Wenig begeistert von der Entscheidung ist Agrarlandesrat Josef Schwaiger (ÖVP): "Der Rechtsstaat ist zu akzeptieren. Ich gebe allerdings zu bedenken, dass es circa 25.000 Wölfe in Europa gibt. Experten rechnen in sieben Jahren mit 100.000. Ich mag mir nicht ausmalen, wie schwierig unsere Land- und Almwirtschaft wird. Da brauchen wir eine praktikable Lösung." Schwaiger erhofft sich von der EU eine Lösung und Spielraum für individuelle Regelungen auf nationale Ebene. "Dieser Wolf hat im Großarltal großen Schaden angerichtet, so wird es für die Almbauern fast unmöglich zu wirtschaften", betont der Landesrat.

Naturschützer: Urteil bestätigt Schutz

Der Naturschutzbund und der WWF, die Beschwerde gegen den Abschussbescheid eingelegt hatten, begrüßen die Entscheidung freilich. "Der Abschussbescheid hatte nicht nur verfahrensrechtliche, sondern auch inhaltliche Mängel. Damit bestätigt das Landesverwaltungsgericht den hohen europaweiten Schutzstatus der Wölfe", sagen Lucas Ende, Artenschutzkoordinator beim Naturschutzbund, und WWF-Wolfsexperte Christian Pichler.

Die beiden Naturschutzorganisationen fordern von der Salzburger Landesregierung eine Herdenschutzoffensive, um auf die nächste Almsaison vorbereitet zu sein. Die Entscheidung des Gerichts müsse ein Weckruf für die Politik sein. "Fachgerechter Herdenschutz ist und bleibt alternativlos. Österreichs Nachbarländer wie die Schweiz zeigen seit Jahren, wie ein möglichst konfliktarmes Zusammenleben gelingen kann. Daher muss auch Salzburg nachziehen, anstatt wirkungslose Abschussdebatten zu führen", betonen die beiden Naturschützer.

Herdenschutz-Förderung

Europäisches Recht schreibt den Einsatz gelinderer Mittel wie Herdenschutzmaßnahmen auch vor, bevor eine Wolfsentnahme überhaupt zulässig ist. Der ursprüngliche Abschussbescheid blieb jedoch den Nachweis schuldig, warum Herdenschutz keine Alternative sei, und behauptete nur, dass dies wirtschaftlich unmöglich sei, kritisieren die Naturschützer. Die EU habe auch den Weg für eine 100-prozentige Förderung von Schutzmaßnahmen freigemacht, das Land habe davon aber keinen Gebrauch gemacht, sagt Pichler.
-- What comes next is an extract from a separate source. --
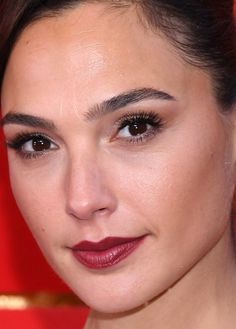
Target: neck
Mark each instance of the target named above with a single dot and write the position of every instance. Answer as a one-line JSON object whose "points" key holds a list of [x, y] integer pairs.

"Wölfe können nicht zwischen erlaubter Beute wie Wildtieren und verbotener Beute wie Nutztieren unterscheiden, solange sie nicht durch Zäune oder Hunde abgeschreckt werden. Keines der gerissenen Tiere im Großarltal war entsprechend den Mindestanforderungen geschützt", ergänzt Ende. (Stefanie Ruep, 14.12.2020)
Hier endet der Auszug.